De acuerdo con los documentos elaborados por las organizaciones anteriormente citadas y los análisis de algunas experiencias nacionales e internacionales se pueden formular unas primeras propuestas sobre conservación y usos futuros del patrimonio de los puertos españoles. La primera cuestión es considerar el patrimonio portuario como un activo que, además de conferir identidad a la zona, puede servir para explicar su historia y con edificios que pueden albergar actividades de futuro compatibles con la preservación de sus características básicas. Un segundo elemento importante es el principio de mantener el puerto en la ciudad. Edificios, equipamientos técnicos y muelles tienen unas características claramente diferenciales de otros espacios de la ciudad. La relación, esto es, la integración funcional de actividades entre el área marítima y la terrestre, es lo que define al puerto y esta integración no puede darse en ningún otro lugar más que en él. Disponer de un área y un patrimonio portuario es disponer de un activo geográfico que solo tienen algunas ciudades. Abandonar el patrimonio, expulsar todas las actividades marítimas, llenar los muelles históricos de grandes edificios y promover masivamente usos que no tengan ninguna relación con el puerto es banalizar un espacio especial y desaprovechar una gran oportunidad. Los puertos modernos que quieren progresar necesitan nuevos empleos para las nuevas tecnologías en los campos del comercio, los transportes o la logística. Estos puertos deben facilitar la formación de sus trabajadores y técnicos; necesitan promover la innovación; y han de atraer talento y economía del conocimiento. El patrimonio portuario construido existente en muchos puertos puede ser una buena base para todas estas actividades. Promover una nueva vida para un viejo patrimonio es también economía circular y desarrollo sostenible. 
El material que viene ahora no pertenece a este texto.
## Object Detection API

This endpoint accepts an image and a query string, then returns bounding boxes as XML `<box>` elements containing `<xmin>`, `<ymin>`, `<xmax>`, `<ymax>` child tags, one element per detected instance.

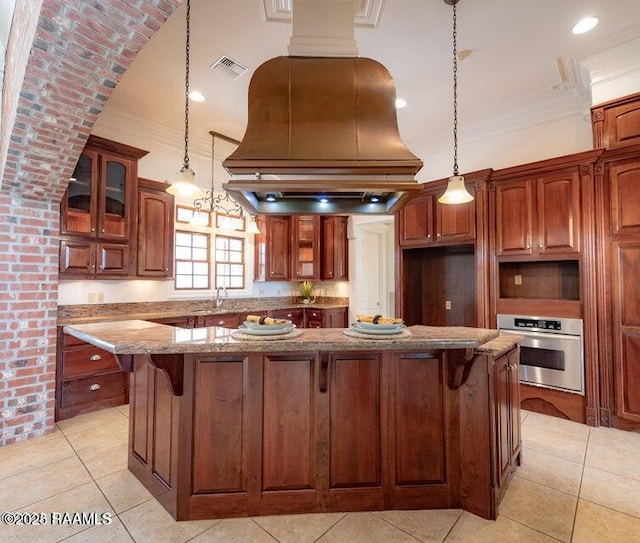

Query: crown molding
<box><xmin>258</xmin><ymin>0</ymin><xmax>386</xmax><ymax>28</ymax></box>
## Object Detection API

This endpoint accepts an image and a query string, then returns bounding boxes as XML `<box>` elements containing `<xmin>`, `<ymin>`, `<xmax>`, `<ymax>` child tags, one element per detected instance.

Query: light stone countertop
<box><xmin>64</xmin><ymin>320</ymin><xmax>499</xmax><ymax>354</ymax></box>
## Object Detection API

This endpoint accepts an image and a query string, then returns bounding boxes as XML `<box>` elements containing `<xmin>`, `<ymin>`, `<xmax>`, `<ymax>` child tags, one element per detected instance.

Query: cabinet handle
<box><xmin>318</xmin><ymin>352</ymin><xmax>329</xmax><ymax>392</ymax></box>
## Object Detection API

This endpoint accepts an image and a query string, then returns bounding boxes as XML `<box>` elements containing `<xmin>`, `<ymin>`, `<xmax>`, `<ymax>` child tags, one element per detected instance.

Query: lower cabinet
<box><xmin>56</xmin><ymin>329</ymin><xmax>129</xmax><ymax>420</ymax></box>
<box><xmin>306</xmin><ymin>307</ymin><xmax>347</xmax><ymax>328</ymax></box>
<box><xmin>489</xmin><ymin>347</ymin><xmax>522</xmax><ymax>501</ymax></box>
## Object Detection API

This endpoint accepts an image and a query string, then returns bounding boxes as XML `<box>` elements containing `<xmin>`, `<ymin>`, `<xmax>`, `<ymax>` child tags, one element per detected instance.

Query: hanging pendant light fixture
<box><xmin>193</xmin><ymin>131</ymin><xmax>260</xmax><ymax>234</ymax></box>
<box><xmin>438</xmin><ymin>0</ymin><xmax>473</xmax><ymax>204</ymax></box>
<box><xmin>166</xmin><ymin>0</ymin><xmax>202</xmax><ymax>198</ymax></box>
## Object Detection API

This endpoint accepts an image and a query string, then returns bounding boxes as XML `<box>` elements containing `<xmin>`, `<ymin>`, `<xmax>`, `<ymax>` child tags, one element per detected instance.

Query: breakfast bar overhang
<box><xmin>65</xmin><ymin>321</ymin><xmax>520</xmax><ymax>520</ymax></box>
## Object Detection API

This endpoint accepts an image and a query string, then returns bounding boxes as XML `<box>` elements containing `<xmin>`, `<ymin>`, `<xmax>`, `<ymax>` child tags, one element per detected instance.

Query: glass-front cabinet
<box><xmin>292</xmin><ymin>215</ymin><xmax>320</xmax><ymax>280</ymax></box>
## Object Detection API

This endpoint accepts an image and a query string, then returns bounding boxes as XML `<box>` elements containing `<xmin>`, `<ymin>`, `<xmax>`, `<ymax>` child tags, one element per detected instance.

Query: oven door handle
<box><xmin>500</xmin><ymin>329</ymin><xmax>580</xmax><ymax>341</ymax></box>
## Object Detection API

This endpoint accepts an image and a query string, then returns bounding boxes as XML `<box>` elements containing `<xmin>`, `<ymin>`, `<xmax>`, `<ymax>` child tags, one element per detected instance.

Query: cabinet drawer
<box><xmin>62</xmin><ymin>346</ymin><xmax>120</xmax><ymax>379</ymax></box>
<box><xmin>60</xmin><ymin>372</ymin><xmax>125</xmax><ymax>407</ymax></box>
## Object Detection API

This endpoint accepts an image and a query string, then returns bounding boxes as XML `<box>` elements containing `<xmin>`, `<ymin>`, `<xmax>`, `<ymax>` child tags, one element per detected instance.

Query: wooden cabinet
<box><xmin>129</xmin><ymin>350</ymin><xmax>510</xmax><ymax>520</ymax></box>
<box><xmin>591</xmin><ymin>94</ymin><xmax>640</xmax><ymax>149</ymax></box>
<box><xmin>306</xmin><ymin>307</ymin><xmax>347</xmax><ymax>328</ymax></box>
<box><xmin>321</xmin><ymin>216</ymin><xmax>349</xmax><ymax>281</ymax></box>
<box><xmin>137</xmin><ymin>179</ymin><xmax>174</xmax><ymax>279</ymax></box>
<box><xmin>291</xmin><ymin>215</ymin><xmax>320</xmax><ymax>281</ymax></box>
<box><xmin>397</xmin><ymin>182</ymin><xmax>476</xmax><ymax>247</ymax></box>
<box><xmin>490</xmin><ymin>346</ymin><xmax>522</xmax><ymax>501</ymax></box>
<box><xmin>59</xmin><ymin>136</ymin><xmax>147</xmax><ymax>278</ymax></box>
<box><xmin>55</xmin><ymin>328</ymin><xmax>129</xmax><ymax>420</ymax></box>
<box><xmin>495</xmin><ymin>167</ymin><xmax>581</xmax><ymax>257</ymax></box>
<box><xmin>255</xmin><ymin>215</ymin><xmax>349</xmax><ymax>281</ymax></box>
<box><xmin>255</xmin><ymin>215</ymin><xmax>291</xmax><ymax>281</ymax></box>
<box><xmin>270</xmin><ymin>308</ymin><xmax>305</xmax><ymax>328</ymax></box>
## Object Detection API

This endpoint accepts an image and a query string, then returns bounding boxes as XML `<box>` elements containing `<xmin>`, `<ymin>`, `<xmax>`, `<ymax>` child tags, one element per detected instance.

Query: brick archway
<box><xmin>0</xmin><ymin>0</ymin><xmax>181</xmax><ymax>445</ymax></box>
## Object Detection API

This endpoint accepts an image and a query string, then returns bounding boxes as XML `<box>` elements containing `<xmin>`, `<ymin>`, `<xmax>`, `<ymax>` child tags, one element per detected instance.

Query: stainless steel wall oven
<box><xmin>498</xmin><ymin>315</ymin><xmax>584</xmax><ymax>395</ymax></box>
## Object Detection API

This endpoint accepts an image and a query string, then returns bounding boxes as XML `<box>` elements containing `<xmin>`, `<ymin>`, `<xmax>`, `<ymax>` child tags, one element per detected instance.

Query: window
<box><xmin>215</xmin><ymin>235</ymin><xmax>245</xmax><ymax>289</ymax></box>
<box><xmin>175</xmin><ymin>230</ymin><xmax>210</xmax><ymax>290</ymax></box>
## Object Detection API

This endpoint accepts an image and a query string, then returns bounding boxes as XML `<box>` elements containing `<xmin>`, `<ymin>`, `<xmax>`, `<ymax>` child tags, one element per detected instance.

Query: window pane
<box><xmin>176</xmin><ymin>274</ymin><xmax>192</xmax><ymax>288</ymax></box>
<box><xmin>193</xmin><ymin>262</ymin><xmax>209</xmax><ymax>275</ymax></box>
<box><xmin>176</xmin><ymin>247</ymin><xmax>191</xmax><ymax>260</ymax></box>
<box><xmin>193</xmin><ymin>249</ymin><xmax>209</xmax><ymax>261</ymax></box>
<box><xmin>193</xmin><ymin>275</ymin><xmax>209</xmax><ymax>288</ymax></box>
<box><xmin>176</xmin><ymin>232</ymin><xmax>191</xmax><ymax>247</ymax></box>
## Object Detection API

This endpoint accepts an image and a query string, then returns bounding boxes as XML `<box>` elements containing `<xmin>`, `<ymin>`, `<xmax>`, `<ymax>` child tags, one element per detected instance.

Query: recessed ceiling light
<box><xmin>571</xmin><ymin>17</ymin><xmax>600</xmax><ymax>34</ymax></box>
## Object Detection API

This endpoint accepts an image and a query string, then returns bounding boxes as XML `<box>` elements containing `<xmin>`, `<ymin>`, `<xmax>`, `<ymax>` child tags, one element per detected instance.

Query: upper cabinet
<box><xmin>495</xmin><ymin>167</ymin><xmax>581</xmax><ymax>256</ymax></box>
<box><xmin>136</xmin><ymin>179</ymin><xmax>174</xmax><ymax>279</ymax></box>
<box><xmin>321</xmin><ymin>216</ymin><xmax>349</xmax><ymax>281</ymax></box>
<box><xmin>591</xmin><ymin>93</ymin><xmax>640</xmax><ymax>149</ymax></box>
<box><xmin>255</xmin><ymin>215</ymin><xmax>291</xmax><ymax>281</ymax></box>
<box><xmin>59</xmin><ymin>136</ymin><xmax>147</xmax><ymax>278</ymax></box>
<box><xmin>255</xmin><ymin>215</ymin><xmax>349</xmax><ymax>281</ymax></box>
<box><xmin>291</xmin><ymin>215</ymin><xmax>320</xmax><ymax>281</ymax></box>
<box><xmin>398</xmin><ymin>182</ymin><xmax>476</xmax><ymax>247</ymax></box>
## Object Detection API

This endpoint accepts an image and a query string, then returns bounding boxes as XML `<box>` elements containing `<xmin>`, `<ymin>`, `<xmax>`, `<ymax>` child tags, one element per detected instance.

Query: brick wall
<box><xmin>0</xmin><ymin>0</ymin><xmax>180</xmax><ymax>445</ymax></box>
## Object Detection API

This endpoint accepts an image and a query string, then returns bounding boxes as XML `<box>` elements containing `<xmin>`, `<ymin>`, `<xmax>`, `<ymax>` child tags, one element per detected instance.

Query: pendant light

Torres de información exterior de los muelles de San Francisco.

Por último, el patrimonio portuario necesita información específica. Los puertos han sido áreas cerradas para la ciudad por razones obvias de seguridad. Cuando sus muelles más antiguos y obsoletos para el tráfico marítimo moderno se reconvierten y se abren a los ciudadanos, estos descubren paisajes, edificios y equipamientos técnicos que, en general, se desconocían. En los puertos se realizan trabajos muy distintos de los que se producen en la ciudad. Estibadores, marinos, pescadores, transportistas, consignatarios, trabajadores de la construcción naval ejercen profesiones desconocidas para muchos ciudadanos. Informar de forma atractiva en los propios muelles sobre el patrimonio portuario, sobre la actividad del puerto y sus trabajos es la mejor forma de que los visitantes puedan apreciar todo lo que estas infraestructuras han aportado al desarrollo de su ciudad y, en general, de toda la sociedad.